Man kann sich darüber aufhalten, dass der Wunderknabe des Weltkinos seinem Werk damit falsche Gravitas zu verleihen versucht, dass er seinem Publikum kein autonomes Mitdenken zutraut, dass er sich mit der prätentiösen Einleitung leicht vergriffen hat. Doch der ausführliche Verweis auf das ominöse Gesetz "S-14" ist immerhin eine schöne Versinnbildlichung dessen, was Dolans Kino in seiner noch jungen Karriere ausmacht.
Dolans Stil ist unverkennbar, seine Filme grundverschieden. Er erzählt Lebensgeschichten und Anekdoten; er liebt die Stilisierung, lässt sich aber seine Abschweifungen in den Realismus nicht nehmen. Seine Mise en scène ist minutiös, seine Bilder pendeln zwischen absoluter Schärfe und ästhetischer Unschärfe; vor seinem rigorosen Gestaltungswillen ist selbst die Form des Bildes nicht sicher – Mommy ist mit Ausnahme zweier Sequenzen im quadratischen 1:1-Format gehalten.
Es ist ein ungemein variables Kino der oftmals grossen Gesten, vergleichbar mit dem frühen Fassbinder, welches Dolan zelebriert. Doch das ist sein Modus, im Grossen auf das Kleine und Persönliche, im Kleinen auf die breiteren Zusammenhänge einzugehen. Die umfassende, ein Jahrzehnt umspannende Liebesgeschichte eines Transsexuellen in Laurence Anyways war eine Auseinandersetzung mit der eigenen Aussenseiter-Identität, während das Kammerspiel Tom à la ferme sowohl als intimes Charakterdrama als auch als Interpretation von Homophobie und traditionellen Familienstrukturen funktioniert.
Diane (Anne Dorval) versucht, mit ihrem verhaltensauffälligen Sohn Steve (Antoine-Olivier Pilon) ein geregeltes Leben zu führen. © Pathé Films AG |
Der Film ist weniger einer stringenten Handlung unterworfen als eine Sammlung von Momenten im turbulenten Alltag von Diane, Steve und ihrer stotternden Nachbarin Kyla (Suzanne Clément, auch zu sehen in J'ai tué ma mère und Laurence Anyways). Die Figuren profilieren sich in agitierten Dialog-Duellen, David O. Russell (The Fighter, Silver Linings Playbook) evozierend, in denen sich die eigentümliche Intonation von Québec-Französisch mit seinen englischen Lehnwörtern und Steves halsbrecherisches Sprachtempo grossartig ergänzen. Rücken Dianes Geldsorgen ins Zentrum, scheint sich der sozialrealistische Einfluss eines Ken Loach anzudeuten. Struktur erhält das Ganze durch Dolans gewohnt eklektischen Soundtrack, in dem Pop und Folk genauso Platz finden wie Schubert; der Einsatz von Lana Del Reys "Born to Die" zum Schluss erinnert an Jacques Audiards ebenso überraschende wie bewegende Katy-Perry-Einspielung in De rouille et d'os.

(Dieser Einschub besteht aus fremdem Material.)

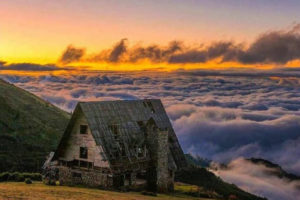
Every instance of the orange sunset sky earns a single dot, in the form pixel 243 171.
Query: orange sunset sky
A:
pixel 39 31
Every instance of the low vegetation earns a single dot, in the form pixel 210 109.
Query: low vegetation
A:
pixel 29 129
pixel 38 190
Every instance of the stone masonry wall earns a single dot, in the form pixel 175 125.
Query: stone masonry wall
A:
pixel 91 178
pixel 162 161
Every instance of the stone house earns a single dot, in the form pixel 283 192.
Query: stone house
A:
pixel 118 143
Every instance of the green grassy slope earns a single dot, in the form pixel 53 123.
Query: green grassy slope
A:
pixel 29 128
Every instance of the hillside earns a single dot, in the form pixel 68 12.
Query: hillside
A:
pixel 29 128
pixel 38 190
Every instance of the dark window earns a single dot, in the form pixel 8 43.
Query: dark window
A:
pixel 83 129
pixel 144 103
pixel 83 152
pixel 83 164
pixel 76 174
pixel 151 106
pixel 115 130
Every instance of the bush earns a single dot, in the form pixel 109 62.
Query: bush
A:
pixel 28 181
pixel 4 176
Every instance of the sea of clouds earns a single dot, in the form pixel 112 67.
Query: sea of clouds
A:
pixel 221 116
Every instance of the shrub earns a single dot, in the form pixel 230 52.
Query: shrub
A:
pixel 28 181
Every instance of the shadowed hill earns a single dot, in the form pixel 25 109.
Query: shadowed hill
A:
pixel 29 128
pixel 210 182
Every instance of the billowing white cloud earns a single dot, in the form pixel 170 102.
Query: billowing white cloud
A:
pixel 219 115
pixel 259 180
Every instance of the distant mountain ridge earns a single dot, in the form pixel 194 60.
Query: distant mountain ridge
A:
pixel 277 170
pixel 29 129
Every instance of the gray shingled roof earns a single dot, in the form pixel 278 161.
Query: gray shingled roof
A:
pixel 126 114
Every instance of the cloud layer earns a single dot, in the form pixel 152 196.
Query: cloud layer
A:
pixel 258 179
pixel 274 47
pixel 220 115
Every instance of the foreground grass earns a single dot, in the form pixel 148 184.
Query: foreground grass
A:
pixel 37 190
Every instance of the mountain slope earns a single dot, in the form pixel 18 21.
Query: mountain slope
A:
pixel 29 128
pixel 210 182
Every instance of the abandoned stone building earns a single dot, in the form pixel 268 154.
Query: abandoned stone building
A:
pixel 118 143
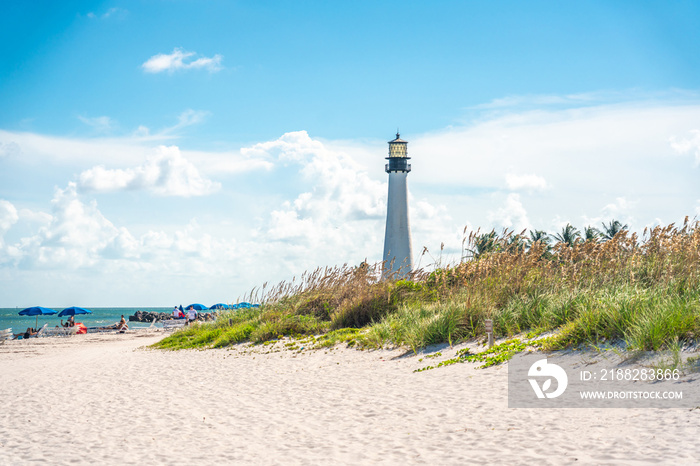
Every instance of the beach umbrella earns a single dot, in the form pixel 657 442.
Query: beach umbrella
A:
pixel 220 306
pixel 197 307
pixel 37 311
pixel 74 310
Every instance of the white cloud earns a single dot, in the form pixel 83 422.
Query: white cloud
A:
pixel 685 145
pixel 114 12
pixel 526 182
pixel 297 202
pixel 9 148
pixel 512 215
pixel 176 61
pixel 340 194
pixel 101 124
pixel 8 216
pixel 166 173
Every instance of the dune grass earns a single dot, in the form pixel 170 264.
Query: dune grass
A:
pixel 643 292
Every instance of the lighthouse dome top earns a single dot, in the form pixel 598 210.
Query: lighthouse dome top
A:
pixel 398 140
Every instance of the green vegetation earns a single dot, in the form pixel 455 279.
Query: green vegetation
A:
pixel 587 289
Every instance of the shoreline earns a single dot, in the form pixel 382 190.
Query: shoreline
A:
pixel 107 399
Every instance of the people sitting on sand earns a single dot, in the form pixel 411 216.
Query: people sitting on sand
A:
pixel 69 323
pixel 122 325
pixel 29 333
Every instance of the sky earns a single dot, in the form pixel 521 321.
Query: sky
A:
pixel 155 153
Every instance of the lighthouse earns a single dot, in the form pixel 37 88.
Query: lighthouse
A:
pixel 398 253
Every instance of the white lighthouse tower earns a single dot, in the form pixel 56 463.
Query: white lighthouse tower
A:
pixel 398 253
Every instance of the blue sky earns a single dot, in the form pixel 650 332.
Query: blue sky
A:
pixel 160 152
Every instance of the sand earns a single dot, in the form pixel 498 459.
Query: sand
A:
pixel 103 399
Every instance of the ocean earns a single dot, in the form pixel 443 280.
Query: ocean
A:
pixel 100 316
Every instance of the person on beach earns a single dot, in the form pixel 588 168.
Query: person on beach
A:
pixel 69 323
pixel 191 315
pixel 122 325
pixel 29 333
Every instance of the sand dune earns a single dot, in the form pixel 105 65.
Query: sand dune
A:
pixel 105 400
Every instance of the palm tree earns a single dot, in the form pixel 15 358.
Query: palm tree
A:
pixel 538 235
pixel 569 235
pixel 609 231
pixel 516 243
pixel 591 234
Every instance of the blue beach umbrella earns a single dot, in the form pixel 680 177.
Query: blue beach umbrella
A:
pixel 220 306
pixel 37 311
pixel 197 307
pixel 74 310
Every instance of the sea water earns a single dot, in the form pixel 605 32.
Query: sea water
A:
pixel 100 317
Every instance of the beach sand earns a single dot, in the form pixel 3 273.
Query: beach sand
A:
pixel 103 399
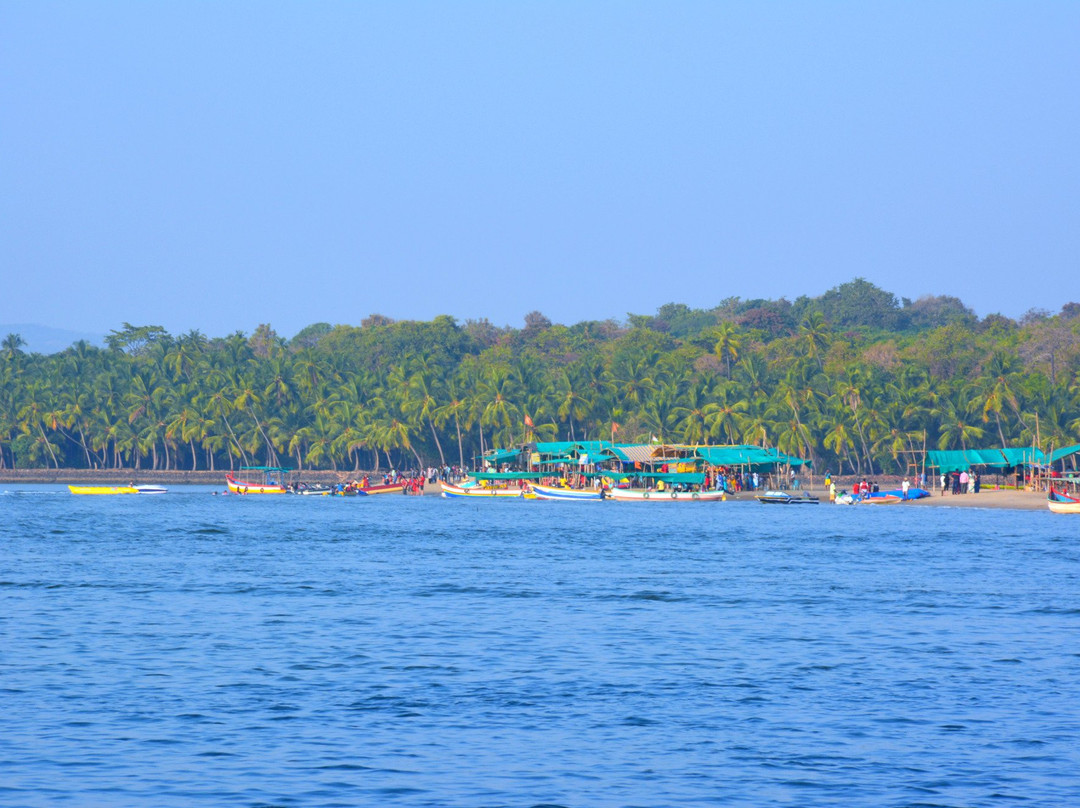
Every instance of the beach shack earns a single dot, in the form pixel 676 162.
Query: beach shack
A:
pixel 1006 463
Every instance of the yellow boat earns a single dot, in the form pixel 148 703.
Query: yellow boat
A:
pixel 103 489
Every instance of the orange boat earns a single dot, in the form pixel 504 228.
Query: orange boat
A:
pixel 386 488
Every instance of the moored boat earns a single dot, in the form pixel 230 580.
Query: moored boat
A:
pixel 880 499
pixel 639 495
pixel 785 498
pixel 569 495
pixel 483 492
pixel 242 486
pixel 103 489
pixel 1058 502
pixel 386 488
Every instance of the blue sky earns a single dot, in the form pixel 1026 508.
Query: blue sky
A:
pixel 216 165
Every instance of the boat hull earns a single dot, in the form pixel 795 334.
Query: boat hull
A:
pixel 1062 502
pixel 453 492
pixel 388 488
pixel 103 489
pixel 783 498
pixel 568 495
pixel 632 495
pixel 240 486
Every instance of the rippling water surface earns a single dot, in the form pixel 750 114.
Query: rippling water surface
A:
pixel 191 649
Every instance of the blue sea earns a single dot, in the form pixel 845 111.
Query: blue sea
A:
pixel 191 649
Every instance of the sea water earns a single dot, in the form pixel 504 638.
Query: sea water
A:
pixel 197 649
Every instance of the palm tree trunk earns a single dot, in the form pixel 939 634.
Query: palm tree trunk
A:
pixel 442 457
pixel 461 450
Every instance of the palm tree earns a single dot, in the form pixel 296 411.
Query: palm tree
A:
pixel 728 340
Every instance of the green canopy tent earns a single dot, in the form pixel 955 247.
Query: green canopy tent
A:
pixel 507 474
pixel 998 459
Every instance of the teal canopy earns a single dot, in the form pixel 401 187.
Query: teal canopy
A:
pixel 1063 453
pixel 692 477
pixel 963 459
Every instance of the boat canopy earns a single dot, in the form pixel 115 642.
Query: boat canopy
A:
pixel 1064 452
pixel 507 474
pixel 1003 458
pixel 501 456
pixel 693 477
pixel 755 457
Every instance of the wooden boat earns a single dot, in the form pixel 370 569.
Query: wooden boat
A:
pixel 241 486
pixel 880 499
pixel 386 488
pixel 106 489
pixel 1058 502
pixel 484 492
pixel 640 495
pixel 785 498
pixel 568 495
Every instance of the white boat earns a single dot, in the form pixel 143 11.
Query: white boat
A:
pixel 639 495
pixel 569 495
pixel 1058 502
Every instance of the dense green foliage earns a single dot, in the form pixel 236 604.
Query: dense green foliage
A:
pixel 854 379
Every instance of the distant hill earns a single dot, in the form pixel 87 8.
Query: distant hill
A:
pixel 45 339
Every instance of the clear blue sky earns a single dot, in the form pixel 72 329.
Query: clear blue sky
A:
pixel 215 165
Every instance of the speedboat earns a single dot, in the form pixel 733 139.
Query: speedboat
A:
pixel 1058 502
pixel 785 498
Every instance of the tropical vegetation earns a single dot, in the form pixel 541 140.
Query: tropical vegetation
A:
pixel 855 380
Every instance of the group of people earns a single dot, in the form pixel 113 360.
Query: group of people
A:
pixel 960 482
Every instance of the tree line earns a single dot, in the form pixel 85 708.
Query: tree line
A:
pixel 855 380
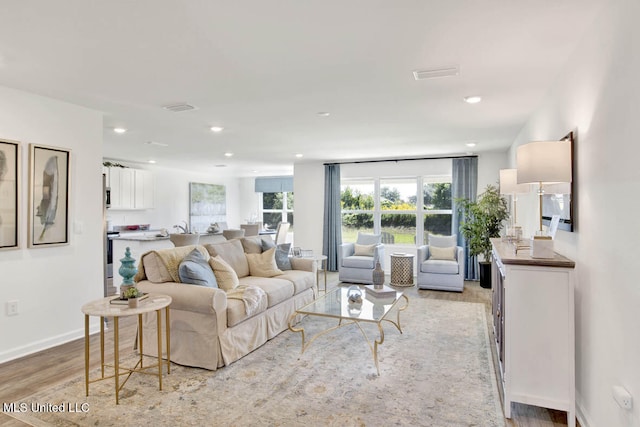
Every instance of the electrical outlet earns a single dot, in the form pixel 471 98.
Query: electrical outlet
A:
pixel 12 308
pixel 622 397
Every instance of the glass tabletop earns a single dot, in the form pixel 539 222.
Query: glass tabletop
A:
pixel 335 303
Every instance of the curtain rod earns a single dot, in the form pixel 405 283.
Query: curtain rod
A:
pixel 399 160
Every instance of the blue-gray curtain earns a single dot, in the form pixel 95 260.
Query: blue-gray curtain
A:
pixel 332 230
pixel 464 185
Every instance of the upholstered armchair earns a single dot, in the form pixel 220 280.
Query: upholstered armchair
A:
pixel 441 264
pixel 357 260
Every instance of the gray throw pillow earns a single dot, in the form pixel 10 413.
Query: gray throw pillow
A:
pixel 195 270
pixel 282 256
pixel 267 243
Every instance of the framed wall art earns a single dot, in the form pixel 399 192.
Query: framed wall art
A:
pixel 48 196
pixel 9 194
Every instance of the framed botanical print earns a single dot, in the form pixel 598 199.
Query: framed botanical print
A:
pixel 49 169
pixel 9 194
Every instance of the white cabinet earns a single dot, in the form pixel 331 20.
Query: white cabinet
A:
pixel 534 325
pixel 131 188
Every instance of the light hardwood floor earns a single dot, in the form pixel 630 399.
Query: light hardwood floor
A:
pixel 23 377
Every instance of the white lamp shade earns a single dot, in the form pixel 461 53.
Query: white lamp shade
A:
pixel 544 161
pixel 509 182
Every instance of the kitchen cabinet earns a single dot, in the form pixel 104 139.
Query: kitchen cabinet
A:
pixel 130 188
pixel 534 328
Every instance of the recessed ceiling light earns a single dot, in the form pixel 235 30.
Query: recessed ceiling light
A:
pixel 472 99
pixel 158 144
pixel 435 73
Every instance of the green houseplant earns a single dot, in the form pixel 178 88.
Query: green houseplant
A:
pixel 132 294
pixel 483 219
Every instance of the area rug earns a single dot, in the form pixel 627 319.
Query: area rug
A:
pixel 438 372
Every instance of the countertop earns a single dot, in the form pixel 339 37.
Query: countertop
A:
pixel 150 236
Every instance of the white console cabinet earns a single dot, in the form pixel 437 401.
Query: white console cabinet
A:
pixel 534 326
pixel 130 188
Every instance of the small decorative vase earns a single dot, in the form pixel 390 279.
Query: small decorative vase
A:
pixel 354 294
pixel 127 268
pixel 378 276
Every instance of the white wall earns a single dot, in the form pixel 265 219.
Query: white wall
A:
pixel 309 189
pixel 598 96
pixel 172 199
pixel 52 283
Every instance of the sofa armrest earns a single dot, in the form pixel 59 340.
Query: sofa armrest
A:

Die schüchterne Kyla (Suzanne Clément) freundet sich mit dem schwierigen Mutter-Sohn-Duo an. © Pathé Films AG |
Mommy ist ein faszinierender, rauschhafter Film, durchsetzt mit den für Dolan typischen ästhetisch-fetischisierenden Abschweifungen – fantastisch die Kamerafahrt, welche Steve auf seinem Longboard auf dem Weg zum Supermarkt zeigt – und von Kameramann André Turpin mit wunderschönen Bildern versehen, welche dereinst wohl verquer nostalgische Erinnerungen an die 2010er Jahre erwecken werden. Unterstützt von drei bestechenden Schauspielleistungen – allen voran der seiner Muse Anne Dorval –, liefert Dolan hier einmal mehr eine beeindruckende Demonstration seines Könnens. Fünf Filme in fünf Jahren; Mommy ist mit Abstand sein bester – bisher.